English English Indonesian Indonesian
oleh

Diskusi Publik Respons Dirty Vote Meluas, Libatkan Para Pakar Hukum dan Aktivis

MAMUJU, FAJAR – Tak hanya di ibu kota, di pelosok pun “Dirty Vote” didiskusikan. Termasuk di Mamuju, Sulbar.

Film Dokumenter itu menjadi perbincangan publik sejak diluncurkan 11 Februari lalu, dianggap sejumlah kalangan memberi pencerahan tentang Pemilu 2024.
Film yang disutradarai, Dandhy Dwi Laksono, itu menampilkan tiga narator utama.

Ada Zainal Arifin Mochtar, Bivitri Susanti, dan Feri Amsari. Ketiganya dikenal sebagai akademisi di bidang hukum tata negara.

“Narasinya bagus, menyampaikan pesan bahwa memilih pemimpin itu bukan sekadar euforia demokrasi, tapi tanggung jawab konstitusional,” ujar Dosen Hukum Universitas Tomakaka Mamuju, Wardin, Rabu, 14 Februari 2024.

Film itu sarat muatan pendidikan politik dan hukum. Khususnya terkait Pemilu 2024. Sayangnya, menurut dia, film itu dirilis pasca tahapan kampanye atau pada masa tenang.

“Seandainya ini hadir lebih awal, mungkin akan lebih bagus. Terutama di masa-masa awal kampanye. Jadi itu bisa dibedah terbuka,” ungkap Wardin yang juga anggota Asosiasi Pengajar Hukum Tata Negara-Hukum Administrasi Negara (APHTN-HAN) Sulbar ini.

Oleh karenanya, pilihan politik tidak akan berubah signifikan dengan hadirnya film tersebut.
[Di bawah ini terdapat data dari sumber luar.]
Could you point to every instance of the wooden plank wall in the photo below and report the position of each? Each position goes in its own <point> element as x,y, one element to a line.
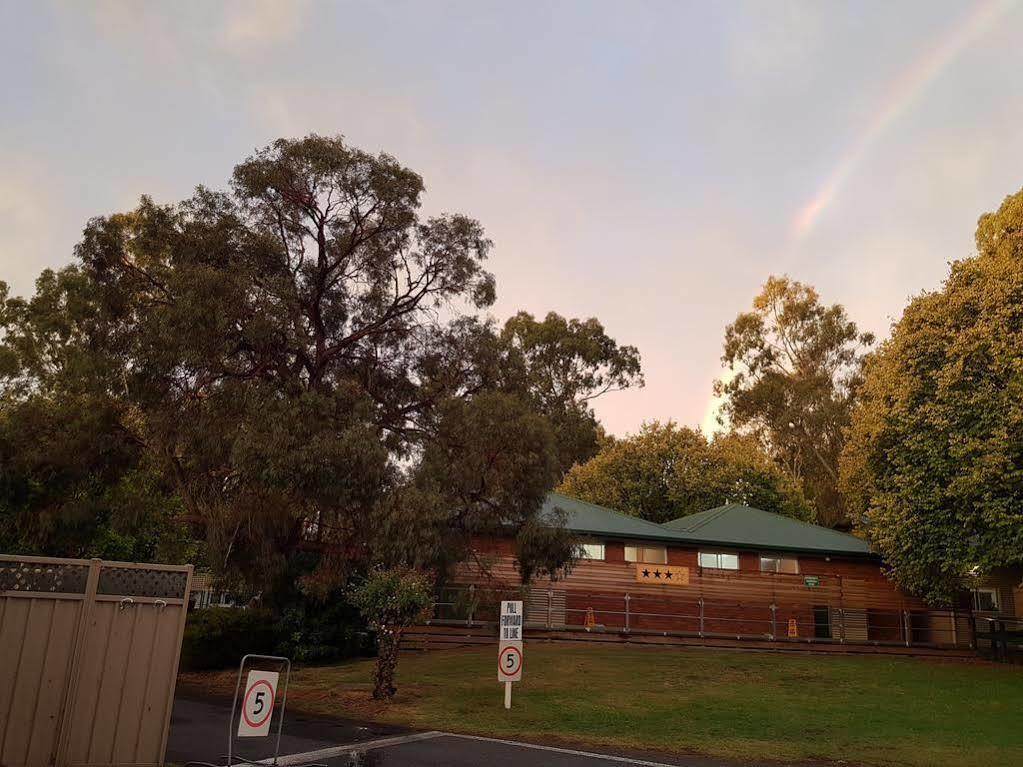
<point>735,602</point>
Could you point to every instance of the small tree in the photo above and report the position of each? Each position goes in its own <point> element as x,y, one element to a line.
<point>391,600</point>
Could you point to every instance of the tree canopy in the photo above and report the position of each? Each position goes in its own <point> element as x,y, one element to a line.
<point>299,364</point>
<point>934,464</point>
<point>795,366</point>
<point>667,471</point>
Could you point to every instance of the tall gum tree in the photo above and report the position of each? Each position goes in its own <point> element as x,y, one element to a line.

Berdasarkan survei bisa dipastikan 90 persen pemilih sudah menentukan sikap.

“Jadi film ini hanya memantapkan pilihan pemilih mayoritas yang sudah menentukan pilihannya dan memantapkan pilihan pemilih minoritas yang belum menentukan pilihannya,” bebernya.

Ketua PMII Cabang Mamuju Refli Sakti Sanjaya menambahkan fakta-fakta yang disuguhkan dalam “Dirty Vote” merupakan bentuk kritik terhadap kekuasaan saat ini. Oleh karenanya, ia mengapresiasi film yang berisi kumpulan data dan analisis para akademisi yang ahli di bidangnya.